Leslie described what was on the screen. It was a rider to Majik’s insurance policy. There was an artwork endorsement for five thousand dollars. “This is the only thing I found. It can’t be an original if that’s the only coverage, but it’s a very odd sort of painting to be sitting in a high-tech office, so it must have some story attached to it. I already asked Beth Parker for some details about it on my diligence list. Who knows? Maybe a ten-million-dollar painting has been sitting behind Chris’s desk all these years and nobody bothered to ask anything about it. He’s flying back from Seoul tomorrow. He’ll be back in the office Friday.”
Jack leaned forward in his chair, as if he understood the implications of what Leslie had just said.
Kate turned to Ed. “I’d like to talk to Chris about that painting. We’d have a lot more wind behind our sails with that on the balance sheet. At least it’s a hard asset.” If she were to be saddled with this albatross of a deal, she at least wanted the best possible bundle of facts she could muster.
Jack nodded his head and showed a tiny hint of a smile, which Kate took as his support for her suggestion. The gesture was little comfort in front of a hostile crowd.
Ed shoved the draft across the table to Kate. “We’ll talk later.”
Kate looked in Jack’s direction as a way of thanking him for not taking Ed’s side.
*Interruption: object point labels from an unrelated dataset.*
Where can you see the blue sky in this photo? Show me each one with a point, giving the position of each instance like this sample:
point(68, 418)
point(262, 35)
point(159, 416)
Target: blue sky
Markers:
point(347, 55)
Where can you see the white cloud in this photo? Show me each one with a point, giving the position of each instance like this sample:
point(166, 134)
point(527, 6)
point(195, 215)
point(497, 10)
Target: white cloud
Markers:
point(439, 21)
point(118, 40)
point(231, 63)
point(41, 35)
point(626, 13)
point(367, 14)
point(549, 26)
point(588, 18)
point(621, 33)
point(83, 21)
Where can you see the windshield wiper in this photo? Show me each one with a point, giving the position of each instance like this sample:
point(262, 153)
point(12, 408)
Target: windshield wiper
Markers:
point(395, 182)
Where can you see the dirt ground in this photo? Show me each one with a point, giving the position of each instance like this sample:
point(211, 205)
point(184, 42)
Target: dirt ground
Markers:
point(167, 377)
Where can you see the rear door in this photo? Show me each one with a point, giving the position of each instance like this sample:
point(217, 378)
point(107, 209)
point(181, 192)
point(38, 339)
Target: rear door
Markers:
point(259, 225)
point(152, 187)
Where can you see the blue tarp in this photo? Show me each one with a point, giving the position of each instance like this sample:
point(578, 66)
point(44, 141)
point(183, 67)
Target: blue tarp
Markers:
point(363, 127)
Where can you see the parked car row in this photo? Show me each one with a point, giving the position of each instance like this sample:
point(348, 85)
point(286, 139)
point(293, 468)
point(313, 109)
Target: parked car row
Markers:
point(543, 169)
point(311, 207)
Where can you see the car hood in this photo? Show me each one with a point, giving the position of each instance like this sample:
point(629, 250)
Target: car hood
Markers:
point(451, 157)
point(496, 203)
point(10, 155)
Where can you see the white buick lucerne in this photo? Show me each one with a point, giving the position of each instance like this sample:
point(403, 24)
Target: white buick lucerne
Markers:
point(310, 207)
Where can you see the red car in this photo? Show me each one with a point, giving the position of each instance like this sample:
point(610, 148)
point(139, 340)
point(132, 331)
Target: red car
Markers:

Ed got out of his chair and walked to the door. He turned toward Kate just before he disappeared into the hall. “Our business is very simple, Kate. We provide the brains and the guts to walk through walls for these stupid fucking companies that want to sell little pieces of themselves to every IRA in the country. Thank God they need us to navigate the territory for them. And by the way, where do you think all this money I throw around here comes from?”
There was no need to ask him to continue.
“We close deals, we get paid. We don’t close deals, we don’t get paid.”
SEVEN
Kate emailed the proposal to Chris later that afternoon and headed home for Sarah’s spring concert.
The orchestra played Appalachian Spring by Aaron Copeland. The children flagged a bit in some of the middle passages, but there were several moments when Kate closed her eyes and it was hard for her to believe the performers were no older than thirteen.
Sarah was in the first row, to the conductor’s immediate right, in a black Kate Spade dress. Her fingering of her cello was precise, her bowing measured.
Kate pressed closer into Peter as the applause reached a crescendo. “Look at Sarah, Peter. She was magnificent.”